If the president chooses to liberate Iraq, then, in the words of those road signs that soothe the savage tongue of every tax-paying interstate traveler, I would like to see my tax dollars at work. Show me cords upon cords of corpses, set for dramatic effect, if possible, against burning oilfields to emphasize the enemy's turpitude.

Yes, I know some of you fellows at the Weekly Standard and Fox News will balk at first. You'll say it's a terrible idea. You'll call it pacifist subversion, like those photos of napalmed kids in Vietnam. But you should heed the spirit of your fearless benefactor. What would Rupert Murdoch do? He would give his public what it wants, by God, and he'd throw in a little lagniappe besides. After the bombing and the door-to-door subjugation of Baghdad, how about Iraqi POWs in a cage match with a rhinoceros? This is no time to start overestimating the intelligence of the American people! Don't you know there's a war on?

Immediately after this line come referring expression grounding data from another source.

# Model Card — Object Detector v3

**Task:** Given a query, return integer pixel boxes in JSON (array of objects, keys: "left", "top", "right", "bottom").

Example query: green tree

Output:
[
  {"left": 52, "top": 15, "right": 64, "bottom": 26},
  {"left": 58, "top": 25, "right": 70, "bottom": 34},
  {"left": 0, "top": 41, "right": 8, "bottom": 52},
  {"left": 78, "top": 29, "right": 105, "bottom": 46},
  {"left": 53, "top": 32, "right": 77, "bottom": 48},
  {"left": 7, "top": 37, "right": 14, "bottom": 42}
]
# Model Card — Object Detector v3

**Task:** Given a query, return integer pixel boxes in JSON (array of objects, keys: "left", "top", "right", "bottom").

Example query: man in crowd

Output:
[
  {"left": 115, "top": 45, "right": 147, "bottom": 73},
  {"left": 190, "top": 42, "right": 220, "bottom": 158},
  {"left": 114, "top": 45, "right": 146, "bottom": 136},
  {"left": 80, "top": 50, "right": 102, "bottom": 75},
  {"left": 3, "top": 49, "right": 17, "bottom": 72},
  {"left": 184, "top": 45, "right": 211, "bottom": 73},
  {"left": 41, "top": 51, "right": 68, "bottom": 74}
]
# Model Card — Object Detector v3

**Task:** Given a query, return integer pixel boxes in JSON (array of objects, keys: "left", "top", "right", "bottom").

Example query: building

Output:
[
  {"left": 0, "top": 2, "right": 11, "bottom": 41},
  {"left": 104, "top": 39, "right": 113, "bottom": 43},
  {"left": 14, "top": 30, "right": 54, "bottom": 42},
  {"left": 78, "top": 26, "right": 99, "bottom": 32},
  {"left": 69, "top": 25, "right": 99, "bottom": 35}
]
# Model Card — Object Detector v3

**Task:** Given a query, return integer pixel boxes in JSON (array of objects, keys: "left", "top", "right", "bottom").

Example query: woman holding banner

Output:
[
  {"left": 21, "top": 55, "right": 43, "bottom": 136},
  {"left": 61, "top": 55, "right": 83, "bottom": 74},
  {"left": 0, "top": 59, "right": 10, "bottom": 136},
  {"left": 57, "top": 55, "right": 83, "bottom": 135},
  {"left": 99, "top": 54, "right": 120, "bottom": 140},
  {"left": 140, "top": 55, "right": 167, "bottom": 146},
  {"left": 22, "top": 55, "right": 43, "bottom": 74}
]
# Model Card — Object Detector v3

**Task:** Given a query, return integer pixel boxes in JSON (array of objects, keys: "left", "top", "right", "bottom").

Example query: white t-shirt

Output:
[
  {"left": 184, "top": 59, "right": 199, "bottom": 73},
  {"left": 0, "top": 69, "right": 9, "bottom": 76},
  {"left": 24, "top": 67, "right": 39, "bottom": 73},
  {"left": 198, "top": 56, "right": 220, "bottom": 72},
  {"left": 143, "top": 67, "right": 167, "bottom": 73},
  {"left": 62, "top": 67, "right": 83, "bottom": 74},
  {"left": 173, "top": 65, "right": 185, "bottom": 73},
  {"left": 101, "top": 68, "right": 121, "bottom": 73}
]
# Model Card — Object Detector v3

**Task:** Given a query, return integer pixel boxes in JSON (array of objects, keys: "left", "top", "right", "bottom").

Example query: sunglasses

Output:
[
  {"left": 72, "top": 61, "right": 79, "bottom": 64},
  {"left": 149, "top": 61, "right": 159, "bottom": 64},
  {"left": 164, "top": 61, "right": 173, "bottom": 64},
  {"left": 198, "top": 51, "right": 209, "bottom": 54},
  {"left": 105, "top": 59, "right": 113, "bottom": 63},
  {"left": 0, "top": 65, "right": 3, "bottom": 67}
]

Be warned, the Internet cranks will trot out the specter of William Randolph Hearst. Hah! Hearst couldn't cut it by today's standards, thanks in large part to your boss's innovations. Show Joe Peoria a sea of dead Islamofascists with commentary by the pulchritudinous Laurie Dhue, and he'll quit flipping channels for damn sure. Give him something he can pledge allegiance to, and watch his worries evaporate faster than his retirement fund. A little spritz of carnage at the end of the day helps relieve the tedium of peace and comfort.

Let's take a trip down the furrow between the lower and middle brow, the great hatchery of ennui. Here dwell the citizens of God's chosen political arrangement, democracy. Joe Peoria learned in school that democracy is the best form of government, because the benighted folks in Russia didn't have it. His teachers never told him that his counterparts in the old U.S.S.R. had one luxury we lack. They had no illusions about their ability to choose their country's leadership, and thus felt no culpability for their government's policies in Hungary, Poland, East Germany, or (ahem!) Afghanistan. So, the nominal Commie, the average Boris, could feel sorrow for his government's victims, but he was not inclined to feel any guilt over them. The guiltless have no need to rationalize. We Americans, on the other hand, pick not only our president, but also the Secretary of State, director of the CIA, ambassador to Yemen, and so on down the line. (You remember those titles on the ballot, right?) Citizens in a democracy know that each vote counts, that voting implies consent, that not voting implies consent, and that our leaders are really an extension of ourselves. Their policies are our policies. Thus, like credulous democrats everywhere, the good American needs to rationalize his government's actions, lest he reckon himself a thief and a murderer. Hence the appeal of Fox News. Why would Bill O'Reilly badger a revisionist (scroll down on this link) who claims that the bombings of Hiroshima and Nagasaki were unjustified? Because O'Reilly recognizes that what Joe Peoria craves in patriotism is, in large part, simply a heady dose of absolution.

Joe isn't failsafe, of course. Bad thoughts ambush him when he least expects them. One night while watching Cops, he might question the desirability of a world remade in that image. He could be enjoying Joe Millionaire when an errant neuron recoils at the tawdry Murdoch philosophy. Some strange evening during the O'Reilly Factor, he may ask whether the militant host has ever donned combat fatigues. His curiosity awoken by another paean to the Good War in Mr. Kristol's mag, Joe might stumble across a book by John T. Flynn, Robert Stinnett, or Charles Beard at the local library. Dangerous things can happen when Joe's mind wanders. Why run the risk?

Look, we know that Fox has pull with this administration. All Joe and I are asking for is full, 24-hour access to the good stuff: Gulf War II Uncut. Since his and my paychecks are on the mandatory government weight-loss program, we deserve to see what we're paying for. We got stiffed the last time around, what with those grainy aerial shots of "the luckiest man in Iraq." Show us the unlucky ones, up close and in color. Granted, there is a slight chance that it might backfire and hurt the war effort, but you shouldn't worry too much about that. The Aussie wonder didn't get rich betting on the decency of the American people.